Pools ran out deserved 2-1 winners over their North-East neighbours at the Suit Direct Stadium this evening, with first-half goals from Emmanuel Dieseruvwe and David Ferguson enlivening a game that was played in wet and windy conditions more akin to December than July.

Not that the hosts will be complaining, with the victory over Championship opposition having provided a welcome morale boost after the despair of last season’s relegation from the Football League.

Boro will hardly be panicking with the start of the new season still three weeks away, but the failure of the club’s youngsters to make much of an impression against non-league opposition will still have been something of a disappointment.

Middlesbrough’s starting line-up did not contain any of the club’s six summer signings – perhaps some will be involved when Michael Carrick names a completely different line-up at York City tomorrow afternoon – but there was a decent smattering of experience in the side with Dael Fry partnering Paddy McNair at centre-half, Hayden Hackney patrolling the heart of midfield and Riley McGree and Marcus Forss playing off either flank.

There were also a handful of youngsters getting an early pre-season opportunity to impress Carrick, but none really took their chance. George Gitau, a Kenyan 19-year-old who was recruited from Brighton three summers ago, played at right-back, and was in the wars from an early stage as Pools’ more experienced players showed him no mercy. Bryant Bilongo, who made his first-team debut in the League Cup last season, started on the left of the back four, with Terrell Agyemang, a 20-year-old Londoner who signed from Manchester City earlier this summer, partnering Hackney in midfield.

Agyemang was probably the pick of the youngsters, sweeping up at the base of midfield and looking to break forward whenever possible, but for the whole of the evening, it was Hartlepool’s players rather than Middlesbrough’s that looked poised and assured in possession.

John Askey is attempting to assemble a squad that can bounce back at the first time of asking following last season’s relegation to the National League, and while pre-season matches can be notoriously unreliable indicators, the early signs provided by last night’s game are undoubtedly positive.

Pools scored twice inside four minutes midway through the first half, with both goals the result of slick interplay inside the Boro box.

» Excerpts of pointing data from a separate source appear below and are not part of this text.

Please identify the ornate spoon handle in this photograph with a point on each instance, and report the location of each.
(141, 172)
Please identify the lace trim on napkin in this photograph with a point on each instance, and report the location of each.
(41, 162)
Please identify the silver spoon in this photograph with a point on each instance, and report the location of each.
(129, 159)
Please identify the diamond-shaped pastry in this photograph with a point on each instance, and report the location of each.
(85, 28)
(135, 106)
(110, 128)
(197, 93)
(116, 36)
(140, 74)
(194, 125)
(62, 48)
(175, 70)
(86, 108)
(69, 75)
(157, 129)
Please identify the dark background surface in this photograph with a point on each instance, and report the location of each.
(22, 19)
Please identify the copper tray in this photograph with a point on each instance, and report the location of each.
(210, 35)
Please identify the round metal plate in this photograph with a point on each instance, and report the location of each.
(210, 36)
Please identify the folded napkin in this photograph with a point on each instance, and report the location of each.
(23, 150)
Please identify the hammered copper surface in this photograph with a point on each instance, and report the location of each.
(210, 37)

Chris Wreh, son of former Arsenal double winner Christopher, was the architect of the first, slipping the ball between Fry’s legs before squaring across the face of the goalmouth for his fellow forward, Dieseruvwe, to stab home.

The second was the result of equally neat passing on the opposite side of the area involving trialist Anthony Mancini – a 22-year-old midfield free agent, who was previously on the books of Burnley - with unmarked wing-back Ferguson eventually slotting a first-time finish past Liam Roberts.

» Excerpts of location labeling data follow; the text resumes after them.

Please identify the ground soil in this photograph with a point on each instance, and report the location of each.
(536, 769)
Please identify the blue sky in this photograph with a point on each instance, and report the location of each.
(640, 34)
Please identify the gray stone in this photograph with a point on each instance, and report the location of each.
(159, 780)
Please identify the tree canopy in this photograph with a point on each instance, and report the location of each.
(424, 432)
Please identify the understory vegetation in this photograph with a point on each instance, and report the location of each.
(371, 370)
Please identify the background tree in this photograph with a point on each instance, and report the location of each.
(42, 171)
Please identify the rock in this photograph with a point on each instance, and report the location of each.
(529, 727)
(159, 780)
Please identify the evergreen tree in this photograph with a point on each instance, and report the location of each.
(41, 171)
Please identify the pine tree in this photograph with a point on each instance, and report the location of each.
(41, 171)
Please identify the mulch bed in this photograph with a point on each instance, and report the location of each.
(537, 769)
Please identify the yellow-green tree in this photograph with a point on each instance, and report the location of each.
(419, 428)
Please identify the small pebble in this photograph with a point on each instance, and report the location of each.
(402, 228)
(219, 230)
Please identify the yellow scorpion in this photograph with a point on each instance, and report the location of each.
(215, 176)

With Sonny Finch and Jeremy Sivi struggling to get into the game, Boro’s main threat came from McGree, with the Australian creating space in the area midway through the first half before drilling in a shot that Joel Dixon saved with his legs.

He forced another decent save out of the Pools keeper with a free-kick from close to the touchline that threatened to creep in at the near post.

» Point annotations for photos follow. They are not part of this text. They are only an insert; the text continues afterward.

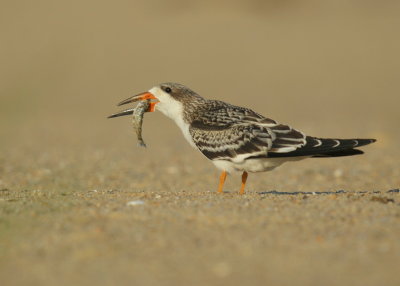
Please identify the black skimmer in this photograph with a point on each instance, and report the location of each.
(235, 138)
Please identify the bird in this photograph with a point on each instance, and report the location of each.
(236, 138)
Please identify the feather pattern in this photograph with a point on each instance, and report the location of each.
(226, 132)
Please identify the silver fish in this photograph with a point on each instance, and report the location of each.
(137, 119)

Boro's consolation goal came in the 90th minute, with substitute Ajay Matthews profiting from a mix-up in the Hartlepool defence.


Hartlepool (5-3-2): Dixon (Jameson 46); Paterson, Dodds, Dolan (Burton 46), Pruti, Ferguson (Ndjoli 46); Wallace (Hastie 46), Cooke (Trialist 46), Trialist; Dieseruvwe (Grey 46), Wreh (Crawford 46).

Middlesbrough (4-2-3-1): Roberts, Gitau (Lennon 60), Fry (Hannah 89), McNair, Bilongo; Agyemang, Hackney (Bridge 81); Forss (Simpson 73), Sivi (Stott 90), McGree (Cartwright 81); Finch (Matthews 60).